BOOK REVIEW: The Stars Never Rise by Rachel Vincent
BOOK REVIEW: The Stars Never Rise by Rachel Vincent
Mira Ink
June 2015
Paperback, £6.99
Reviewed by Aly Locatelli
5.5/10
I feel like my life is a book, and someone turned the page before I was ready, and now I can’t follow the story.
Nina Kane’s only worries are keeping her soul as pure as possible and finding a way to bring food to the table every evening without fail. With a mother who is an addict and a young sister depending on her, no one can help Nina but herself. In future America, the Church rules as steadfastly and cruelly as it did in the past. Women are kept pure and, if they are healthy enough, allowed to breed once they marry. If not, they are sterilised, just like the men who are impure and unhealthy. One is cleansed from their sins by purification:
Flames masked his ruined face, but could not mute his screams or the crackle of his crisping sin, captured by multiple microphones and broadcast all over the country. He hunched forward, futilely trying to protect the most vulnerable parts of his body as smoke rose and disappeared into the rapidly darkening sky.

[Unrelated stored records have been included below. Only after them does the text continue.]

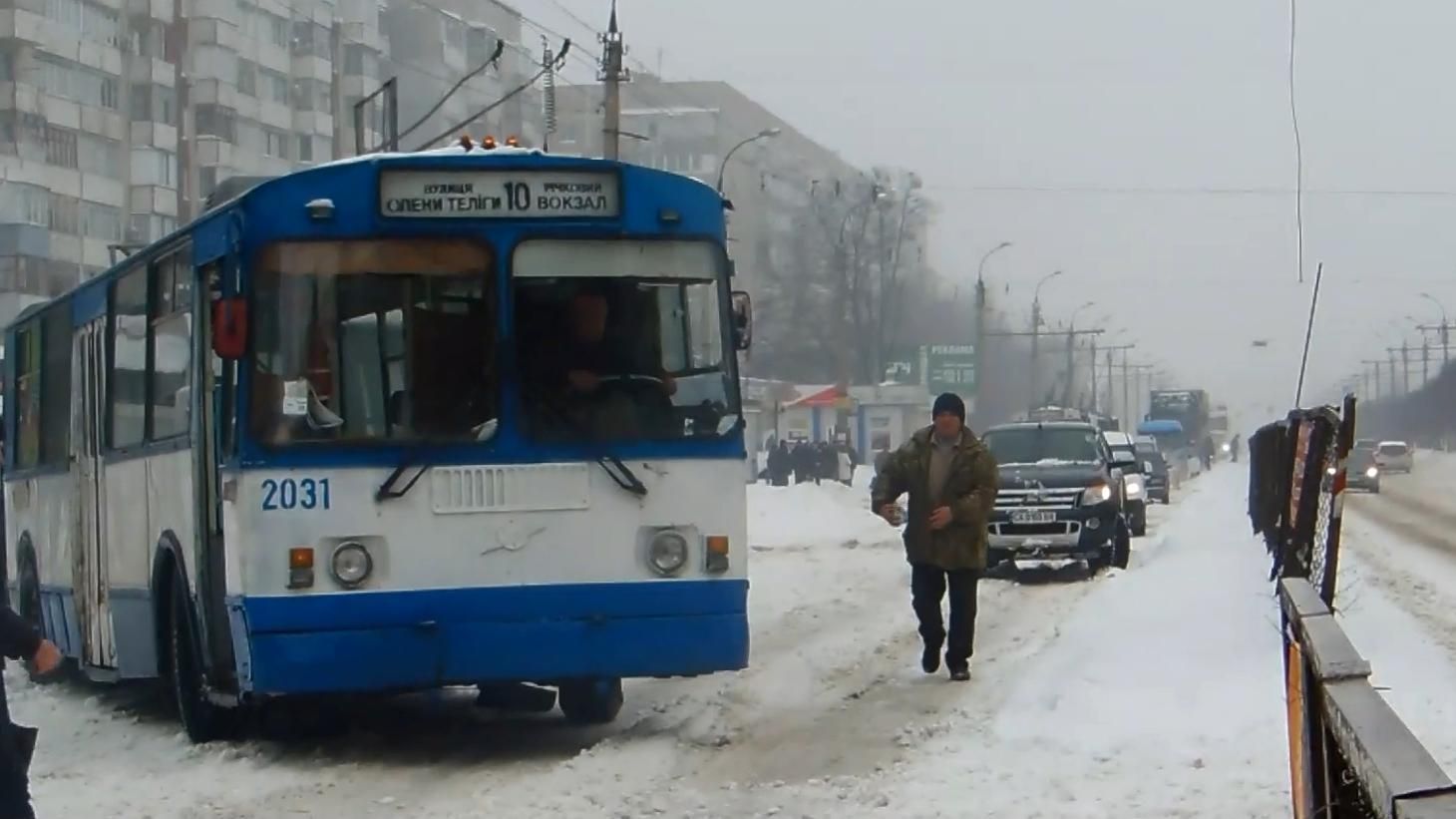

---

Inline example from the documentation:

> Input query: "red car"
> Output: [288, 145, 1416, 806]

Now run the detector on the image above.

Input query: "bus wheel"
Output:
[168, 580, 236, 742]
[560, 679, 621, 726]
[18, 551, 72, 685]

But that’s not all. Demons infiltrate human bodies and take over. They’re everywhere, watching constantly. It’s only a matter of time before an army comes to New Temperance.

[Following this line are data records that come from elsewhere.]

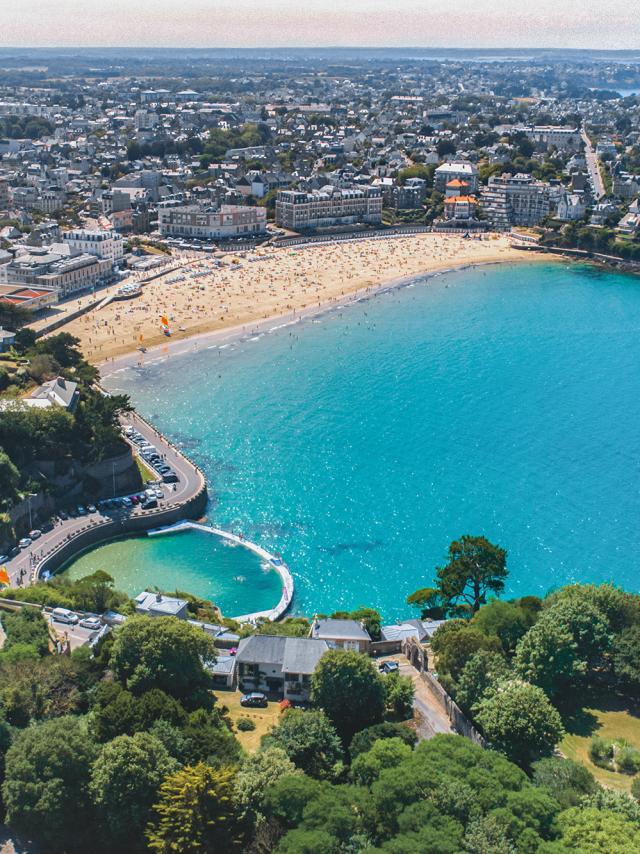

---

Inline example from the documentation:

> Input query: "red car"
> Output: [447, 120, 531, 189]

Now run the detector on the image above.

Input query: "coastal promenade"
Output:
[6, 413, 207, 587]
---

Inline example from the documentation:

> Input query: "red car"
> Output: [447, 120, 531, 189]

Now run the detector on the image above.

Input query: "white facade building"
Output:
[158, 203, 267, 240]
[62, 229, 124, 266]
[276, 186, 382, 231]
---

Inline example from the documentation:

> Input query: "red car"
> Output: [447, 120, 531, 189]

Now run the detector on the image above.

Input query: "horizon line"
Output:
[0, 44, 640, 54]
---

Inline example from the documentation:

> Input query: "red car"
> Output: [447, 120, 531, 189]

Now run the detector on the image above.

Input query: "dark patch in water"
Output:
[318, 540, 384, 556]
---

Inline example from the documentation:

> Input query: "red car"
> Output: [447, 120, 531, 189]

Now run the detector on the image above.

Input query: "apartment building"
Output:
[433, 161, 478, 194]
[276, 185, 382, 231]
[480, 173, 551, 230]
[158, 203, 267, 240]
[518, 125, 581, 149]
[62, 229, 124, 266]
[0, 247, 112, 297]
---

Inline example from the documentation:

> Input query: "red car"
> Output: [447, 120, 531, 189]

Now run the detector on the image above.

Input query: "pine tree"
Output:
[147, 762, 244, 854]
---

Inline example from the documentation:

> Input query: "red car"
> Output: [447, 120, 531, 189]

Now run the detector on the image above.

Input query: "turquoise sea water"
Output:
[75, 263, 640, 618]
[67, 531, 281, 617]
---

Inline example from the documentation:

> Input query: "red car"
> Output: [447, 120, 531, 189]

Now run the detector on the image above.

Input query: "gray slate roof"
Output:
[236, 635, 329, 674]
[311, 618, 371, 641]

Part human, part monster, the creature squatted, a tangle of knees and elbows, stringy muscles shifting beneath grayish skin. The limbs were too long and too thin, the angles too sharp. The eyes were too small, but they shone with colorless light that seemed to see deep inside me, as if it were looking for something I wasn’t even sure I had.
Degenerate.
One night, as Nina is walking home with a bag of stolen clothes, she encounters are degenerate. Fleeing from the monster, she is saved by a strange boy… a boy who has the power of exorcism, something he shouldn’t have, because all the Exorcists work for the Church and the Church wouldn’t let an Exorcist go rogue. Or would they?
When Nina’s little sister Melanie reveals a secret that could kill them both, Nina needs to make a decision: run or stay? Fight or flight?It’s not long before the decision is made for her, and Melanie is ripped away from Nina. Nina’s world will never be the same again. When the boy saves her life a second time and introduces her to a group of rogue teens running for their lives, Nina joins them and sets out to find and save her sister, even if it might kill them both.

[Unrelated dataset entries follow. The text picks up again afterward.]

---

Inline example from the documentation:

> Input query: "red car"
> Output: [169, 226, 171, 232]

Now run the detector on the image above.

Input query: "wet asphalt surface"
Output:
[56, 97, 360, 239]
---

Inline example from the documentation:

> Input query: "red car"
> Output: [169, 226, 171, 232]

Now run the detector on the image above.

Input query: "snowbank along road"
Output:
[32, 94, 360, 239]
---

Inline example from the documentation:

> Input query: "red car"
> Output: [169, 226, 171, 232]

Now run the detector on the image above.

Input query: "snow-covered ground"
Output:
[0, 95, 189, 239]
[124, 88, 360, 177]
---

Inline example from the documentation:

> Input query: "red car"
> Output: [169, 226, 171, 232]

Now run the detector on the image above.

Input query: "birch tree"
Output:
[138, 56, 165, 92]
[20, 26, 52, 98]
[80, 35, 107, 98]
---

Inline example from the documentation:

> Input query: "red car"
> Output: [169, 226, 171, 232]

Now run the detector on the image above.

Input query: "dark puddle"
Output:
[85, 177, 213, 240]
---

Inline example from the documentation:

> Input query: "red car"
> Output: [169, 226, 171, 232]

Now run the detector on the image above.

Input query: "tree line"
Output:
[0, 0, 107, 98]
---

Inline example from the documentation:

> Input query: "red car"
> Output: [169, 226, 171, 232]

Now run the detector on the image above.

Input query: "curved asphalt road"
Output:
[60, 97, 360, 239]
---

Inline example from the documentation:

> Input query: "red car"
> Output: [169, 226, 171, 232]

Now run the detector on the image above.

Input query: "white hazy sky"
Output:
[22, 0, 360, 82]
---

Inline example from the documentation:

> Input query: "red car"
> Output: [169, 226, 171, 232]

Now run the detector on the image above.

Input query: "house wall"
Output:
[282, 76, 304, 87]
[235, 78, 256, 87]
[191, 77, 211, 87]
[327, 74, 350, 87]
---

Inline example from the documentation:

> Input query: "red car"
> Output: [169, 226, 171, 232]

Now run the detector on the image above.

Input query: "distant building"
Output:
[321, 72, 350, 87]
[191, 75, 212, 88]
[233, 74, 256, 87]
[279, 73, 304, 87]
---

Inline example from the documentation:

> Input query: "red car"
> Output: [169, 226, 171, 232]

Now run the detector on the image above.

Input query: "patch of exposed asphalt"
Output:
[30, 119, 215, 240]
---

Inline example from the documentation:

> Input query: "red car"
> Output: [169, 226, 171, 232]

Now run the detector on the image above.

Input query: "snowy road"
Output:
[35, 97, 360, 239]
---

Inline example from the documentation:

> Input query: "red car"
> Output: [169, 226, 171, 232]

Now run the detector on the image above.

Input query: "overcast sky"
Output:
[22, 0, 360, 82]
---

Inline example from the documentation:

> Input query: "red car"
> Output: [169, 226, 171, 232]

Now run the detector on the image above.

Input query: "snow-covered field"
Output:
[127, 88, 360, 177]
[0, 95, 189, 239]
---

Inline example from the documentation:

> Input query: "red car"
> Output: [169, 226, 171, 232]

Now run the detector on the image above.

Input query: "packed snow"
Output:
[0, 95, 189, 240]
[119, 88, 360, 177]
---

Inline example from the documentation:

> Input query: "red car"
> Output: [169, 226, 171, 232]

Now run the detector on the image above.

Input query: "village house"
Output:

There were a lot of good components that made up The Stars Never Rise, such as the sisterly bond, the fast-paced, never ending action and the world building. However, there were a lot of things that didn’t sit well, one of them being the case of insta-love that came so quickly out of nowhere that it could leave your head spinning for days. Romance seems to be a necessary element in YA today and, while that’s all good and well, it didn’t seem to really fit this story line, with Nina running from the Church whilst also running towards the Church. The romance happened incredibly quickly, and didn’t even have a chance to develop before it turned angsty and dramatic, with a good portion of the book dedicated to Nina’s thinking “Will I or Won’t I?” rather than concentrating on the matter at hand: The group is wanted by the Church and hunted by demons.
Overall, a fun, sweet read but it was disappointing on the romance front.